Dentro da CUT, a crença nesta falácia tomou forma através da participação da Central, na figura de seu presidente, no Grupo de Trabalho para a Eliminação e da Discriminação no Emprego e na Ocupação (GTEDEO), formado pelo governo FHC e composto por ministérios e sindicatos patronais. Coerente com sua escolha pela “negociação permanente“, as “parcerias com setores patronais“ e o “diálogo sem fronteiras de classes“, a maioria da CUT insiste em defender que o GTEDEO é um caminho para se lutar contra o racismo; que, juntamente com o mesmo FHC que aplica os planos do FMI e acirra as conseqüências do racismo, será possível combater a discriminação, o preconceito e a marginalização.

E isto não é tudo. A maioria da direção insiste nesta política quando os próprios negros e negras da CUT são contra ela. O II Encontro do Coletivo Nacional de Negros Contra o Racismo (CNCDR) votou, por ampla maioria, a saída imediata da CUT do GTEDEO. A maioria, na Plenária Nacional, de forma absurda e inaceitável, desacatou esta resolução e reafirmou a continuidade dessa vergonha parceria com FHC que nada mais significa do que a legitimação do discurso do governo em relação à questão racial. Como também desrespeitou a resolução que reinvidicava a formação de uma Secretaria de Negros e Negros na direção e a não utilização dos recursos do FAT.

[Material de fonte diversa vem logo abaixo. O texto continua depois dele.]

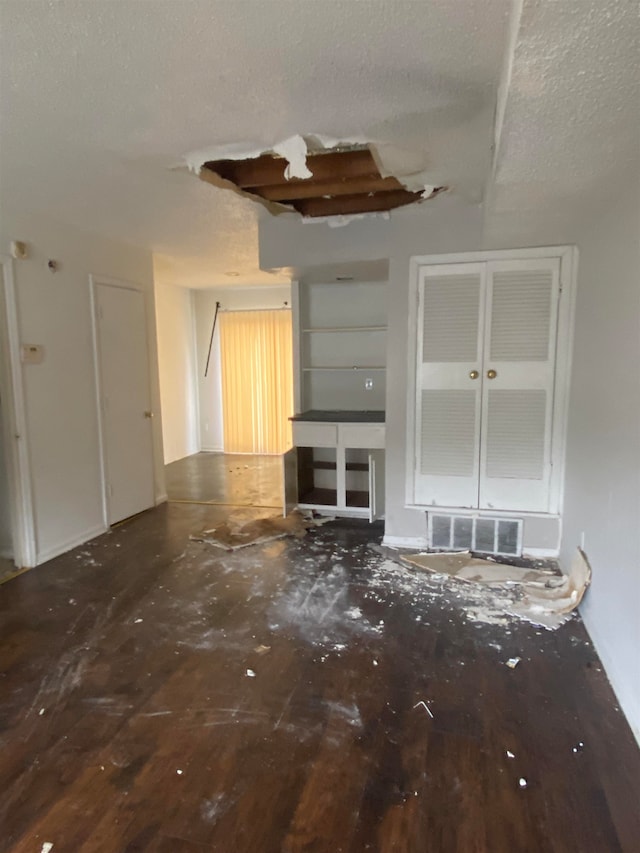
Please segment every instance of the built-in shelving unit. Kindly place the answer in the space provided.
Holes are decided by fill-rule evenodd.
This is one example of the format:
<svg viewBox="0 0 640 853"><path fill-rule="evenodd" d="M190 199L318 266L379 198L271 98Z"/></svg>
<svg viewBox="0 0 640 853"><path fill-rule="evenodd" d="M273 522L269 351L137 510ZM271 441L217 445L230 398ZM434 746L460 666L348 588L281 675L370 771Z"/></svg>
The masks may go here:
<svg viewBox="0 0 640 853"><path fill-rule="evenodd" d="M296 286L297 411L384 409L387 282Z"/></svg>
<svg viewBox="0 0 640 853"><path fill-rule="evenodd" d="M310 334L324 334L332 332L386 332L386 326L328 326L322 329L303 329Z"/></svg>

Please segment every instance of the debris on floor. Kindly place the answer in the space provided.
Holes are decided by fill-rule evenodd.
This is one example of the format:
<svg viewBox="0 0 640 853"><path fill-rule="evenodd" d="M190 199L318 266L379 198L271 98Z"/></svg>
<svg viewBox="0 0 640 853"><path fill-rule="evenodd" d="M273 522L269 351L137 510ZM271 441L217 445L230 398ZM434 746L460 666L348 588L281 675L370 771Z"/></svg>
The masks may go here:
<svg viewBox="0 0 640 853"><path fill-rule="evenodd" d="M256 518L244 524L233 524L225 521L218 527L195 533L189 538L194 542L205 542L224 551L237 551L250 545L260 545L283 539L285 536L295 536L302 539L307 530L320 527L331 521L331 518L305 515L299 510L293 510L287 516L273 515L268 518Z"/></svg>
<svg viewBox="0 0 640 853"><path fill-rule="evenodd" d="M401 565L425 570L434 578L462 581L471 593L469 618L499 622L501 614L555 630L567 622L591 583L591 567L578 548L568 575L546 569L521 568L457 554L399 554ZM515 659L512 659L515 660ZM507 663L517 666L517 661Z"/></svg>

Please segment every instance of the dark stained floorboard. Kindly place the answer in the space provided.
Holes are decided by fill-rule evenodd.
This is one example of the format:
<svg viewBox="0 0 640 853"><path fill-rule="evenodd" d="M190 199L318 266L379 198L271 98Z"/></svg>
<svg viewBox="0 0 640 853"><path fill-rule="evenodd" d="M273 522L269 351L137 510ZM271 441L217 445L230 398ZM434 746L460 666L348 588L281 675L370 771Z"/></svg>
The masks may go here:
<svg viewBox="0 0 640 853"><path fill-rule="evenodd" d="M195 453L165 466L171 501L230 506L282 506L282 457Z"/></svg>
<svg viewBox="0 0 640 853"><path fill-rule="evenodd" d="M359 522L189 541L226 517L168 504L0 587L0 849L640 850L639 752L579 620L470 622L376 573Z"/></svg>

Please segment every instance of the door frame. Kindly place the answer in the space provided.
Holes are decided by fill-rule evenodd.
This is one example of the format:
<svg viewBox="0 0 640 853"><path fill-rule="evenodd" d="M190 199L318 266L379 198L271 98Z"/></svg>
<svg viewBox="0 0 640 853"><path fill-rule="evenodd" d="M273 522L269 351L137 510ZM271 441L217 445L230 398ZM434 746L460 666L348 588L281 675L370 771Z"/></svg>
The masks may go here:
<svg viewBox="0 0 640 853"><path fill-rule="evenodd" d="M96 389L96 414L98 418L98 447L99 447L99 455L100 455L100 483L101 483L101 495L102 495L102 520L104 522L105 530L108 530L111 527L111 523L109 521L110 507L109 507L109 494L107 489L107 445L105 439L105 425L104 425L104 411L102 407L102 371L100 364L100 324L98 323L98 287L100 285L104 285L105 287L117 287L120 290L133 290L137 293L140 293L143 300L144 305L144 327L145 327L145 336L146 336L146 347L145 347L145 356L147 359L147 382L149 385L149 401L151 406L153 406L153 387L151 382L151 364L149 360L149 321L147 316L147 295L145 288L140 284L136 284L132 281L124 281L123 279L110 278L109 276L104 275L96 275L91 273L89 275L89 291L91 296L91 346L93 349L93 372L94 372L94 380L95 380L95 389ZM152 409L152 415L153 415ZM153 492L154 492L154 502L158 504L158 498L156 495L157 492L157 484L155 482L156 475L156 450L155 450L155 442L153 440L153 424L151 427L151 458L152 458L152 466L153 466Z"/></svg>
<svg viewBox="0 0 640 853"><path fill-rule="evenodd" d="M556 361L554 378L553 428L551 432L551 478L549 483L549 512L559 515L564 502L565 458L569 393L571 383L571 361L573 355L573 330L578 273L578 249L576 246L546 246L531 249L498 249L478 252L455 252L444 255L414 255L410 261L409 311L407 317L407 431L406 431L406 477L405 506L410 509L426 510L430 507L415 501L415 399L417 382L416 347L418 336L418 295L420 268L433 264L482 263L488 261L528 260L535 258L560 259L560 302L556 332ZM456 507L438 507L438 510ZM481 514L482 511L475 510ZM541 513L513 512L514 516L541 515Z"/></svg>
<svg viewBox="0 0 640 853"><path fill-rule="evenodd" d="M0 393L9 479L13 561L17 568L32 568L37 564L37 541L13 259L0 254L0 265L0 345L3 356L0 361Z"/></svg>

A mesma lógica que leva a CUT a sentar com o governo e os patrões para discutir como acabar com o racismo que tanto lhes beneficia, faz com que a maioria tenha como “eixo“ de sua atuação a defesa da aplicação no Brasil da Conveção 111 da OIT, alimentando a ilusão de que este é o caminho para eliminar o racismo no mercado de trabalho. Não temos nada contra medidas legais para combater o racismo, mas, se não bastasse o fato de que o Brasil é signatária da tal convenção há mais de 40 anos (desde 1958) e não fez absolutamente nada para reverter a situação, é bom lembrar que há 12 anos nossa Constituição determina que racismo é crime inafiançável, mas, até hoje, na prática, não levou sequer um racista à cadeia.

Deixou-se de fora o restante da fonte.